Öğretmen Ne ile Yaşar?
Yazar: Yakup Yıldırım, Öğretmen Ağı Eş Genel Koordinatörü
Murat ve Emine öğretmene,
Ruhlarına değsin diye…
Öğretmenler Türkiye’nin en kalabalık meslek gruplarından biri. Yaklaşık 1.2 milyon kişi bu mesleğin bir öznesi durumunda. Bu sayının arkasına, biraz da iddialı bir ifadeyle, Türkiye’nin en dertli meslek gruplarından biri olduklarını da eklemek gerekebilir. Zira araştırmalar öğretmenlerin kendilerini yalnız hissettiği, mesleklerine duydukları heyecanın azaldığı, kendilerine sunulan imkanların yetersiz olduğu gibi bir dizi soruna işaret ediyor. Öğretmen Ağı’nın doğuş hikayesine vesile olan bu bulgular hala değişmiş değil. Mesleğin sorunları devam ederken, bunlar bazı dönem ve gündemlerle daha da derinleşiyor. Şu soruyu sorarak başlayalım, bu kadar hayatın içinde olan bir iş nasıl olur da motivasyonun azaldığı bir hale bürünüyor, bu denli geniş bir mevcudiyet ne oluyor da yalnızlık hissine kapılıyor?
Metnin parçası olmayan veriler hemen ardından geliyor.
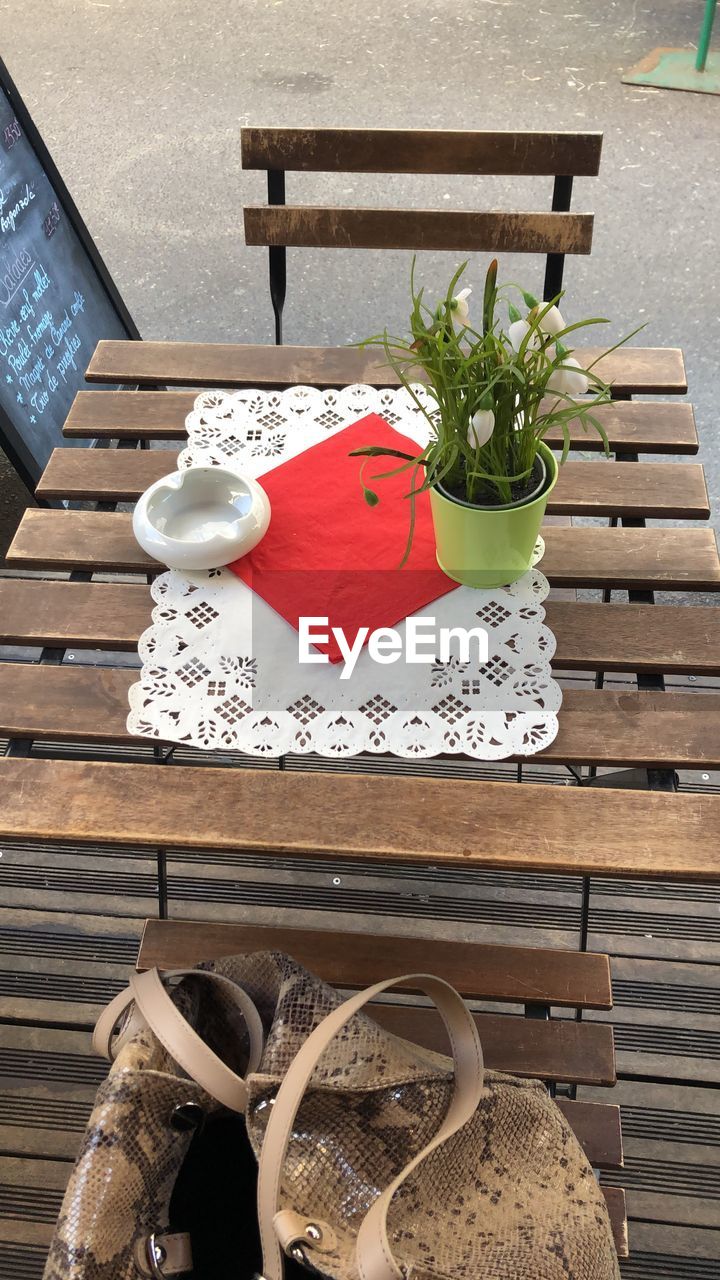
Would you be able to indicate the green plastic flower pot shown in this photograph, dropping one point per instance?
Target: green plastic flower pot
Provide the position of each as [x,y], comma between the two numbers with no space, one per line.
[490,545]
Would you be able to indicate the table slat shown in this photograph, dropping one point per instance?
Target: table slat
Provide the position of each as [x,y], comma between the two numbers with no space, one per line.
[630,425]
[632,370]
[600,1132]
[652,730]
[662,489]
[589,636]
[451,822]
[623,558]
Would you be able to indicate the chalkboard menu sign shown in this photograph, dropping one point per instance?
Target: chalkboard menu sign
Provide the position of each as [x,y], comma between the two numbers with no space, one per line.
[57,297]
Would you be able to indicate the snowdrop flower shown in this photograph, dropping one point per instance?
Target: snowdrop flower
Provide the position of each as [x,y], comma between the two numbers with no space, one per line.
[516,333]
[481,428]
[460,309]
[570,379]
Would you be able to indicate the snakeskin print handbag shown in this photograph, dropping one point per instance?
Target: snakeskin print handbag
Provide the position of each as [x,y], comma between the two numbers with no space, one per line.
[255,1123]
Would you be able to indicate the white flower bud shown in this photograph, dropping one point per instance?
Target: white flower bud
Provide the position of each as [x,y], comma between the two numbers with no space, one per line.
[460,309]
[552,321]
[481,428]
[570,379]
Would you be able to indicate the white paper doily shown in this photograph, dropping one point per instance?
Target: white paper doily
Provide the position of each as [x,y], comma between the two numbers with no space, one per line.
[220,667]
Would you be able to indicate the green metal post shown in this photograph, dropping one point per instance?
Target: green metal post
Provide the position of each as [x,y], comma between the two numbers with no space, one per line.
[706,32]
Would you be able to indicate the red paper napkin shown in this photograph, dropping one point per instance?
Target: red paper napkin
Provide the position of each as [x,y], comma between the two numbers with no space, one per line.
[327,553]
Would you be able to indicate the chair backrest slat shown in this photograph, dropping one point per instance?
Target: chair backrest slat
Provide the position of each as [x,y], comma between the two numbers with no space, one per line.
[311,227]
[438,151]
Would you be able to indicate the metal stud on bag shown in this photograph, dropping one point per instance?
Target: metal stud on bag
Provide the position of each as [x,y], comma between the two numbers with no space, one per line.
[155,1256]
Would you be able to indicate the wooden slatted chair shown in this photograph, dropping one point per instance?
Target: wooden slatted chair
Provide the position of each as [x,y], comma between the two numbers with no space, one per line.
[536,1045]
[418,151]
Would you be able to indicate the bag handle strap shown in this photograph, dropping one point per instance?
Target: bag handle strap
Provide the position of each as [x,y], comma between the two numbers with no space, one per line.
[154,1008]
[373,1255]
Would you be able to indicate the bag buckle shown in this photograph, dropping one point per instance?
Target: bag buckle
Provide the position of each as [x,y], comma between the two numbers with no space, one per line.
[155,1256]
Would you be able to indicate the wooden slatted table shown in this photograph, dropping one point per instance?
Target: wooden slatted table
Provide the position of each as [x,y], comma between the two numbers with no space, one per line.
[642,728]
[48,704]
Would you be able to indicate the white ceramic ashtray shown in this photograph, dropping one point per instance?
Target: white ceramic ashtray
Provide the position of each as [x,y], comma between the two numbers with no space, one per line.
[201,517]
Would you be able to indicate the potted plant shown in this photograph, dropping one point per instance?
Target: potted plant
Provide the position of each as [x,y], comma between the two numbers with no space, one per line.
[492,396]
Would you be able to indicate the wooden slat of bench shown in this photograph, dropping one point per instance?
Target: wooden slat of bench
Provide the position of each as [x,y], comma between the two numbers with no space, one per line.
[616,1208]
[469,823]
[477,969]
[598,1130]
[468,232]
[559,1050]
[662,489]
[596,726]
[623,558]
[632,370]
[432,151]
[588,636]
[632,426]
Buradaki yalnızlık halinin tek başınalık ile ilgili olmadığını belirtmeliyim. Meslektaş eksikliği yahut başkalarıyla bir ve beraber olma halinin zayıflığı değil bahse konu olan. Bunların da o yalnızlık duygusunu perçinleyen bir unsur olduğunu kabul ederek, bundan öteye giden bir duygu olduğunun altını çizmek gerek. Öğretmenlerin yaşadığı yalnızlık duygusu, örselenme, güvensiz hissetme, umutsuz ve anlamsızlık içinde olma, değersiz hissetme duygusu ile dolu bir yalnızlık. Bu duyguların her dönem daha da katmerlendiğine, öğretmenliğin yapılan bir iş değil daha ziyade katlanılan bir iş olduğuna uzun süredir öğretmenlerle çalışan bir kimse olarak yer yer şahitlik ediyorum. Eğitim fakültesinden mezun olurkenki heyecanını sistemin içerisinde kaybedebiliyor bir öğretmen; mesleğini yapmaktan yorgun düşebiliyor, kendine farklı bir çıkış yolu arayabiliyor. Buradaki çelişik durum dikkatinizi çekmeli. Zira multidisipliner yapısı olan, yaşamın her döneminde kendine yer bulmuş, kişisel tarihlerimizin önemli bir bölümünde yer almış ve yaşamlarımızı etkilemiş bir meslek, bugün nefes almakta zorlanıyor. Öyleyse yurttaşlar olarak öğretmenliğin o ‘yaşayan, canlı’ halinin nasıl sönümlendiğini sorgulamamız gerekir. Hayatın içinde bu denli yer eden, yaşamın inşasında kendine bu kadar yer bulan bir mesleğin varlığı, herhalde büyük dertlerimizden biri olmalı. Bunun karar alıcılar ölçeğinde pek de dikkate alınan bir konu olmadığını söylemeye sanırım lüzum yok.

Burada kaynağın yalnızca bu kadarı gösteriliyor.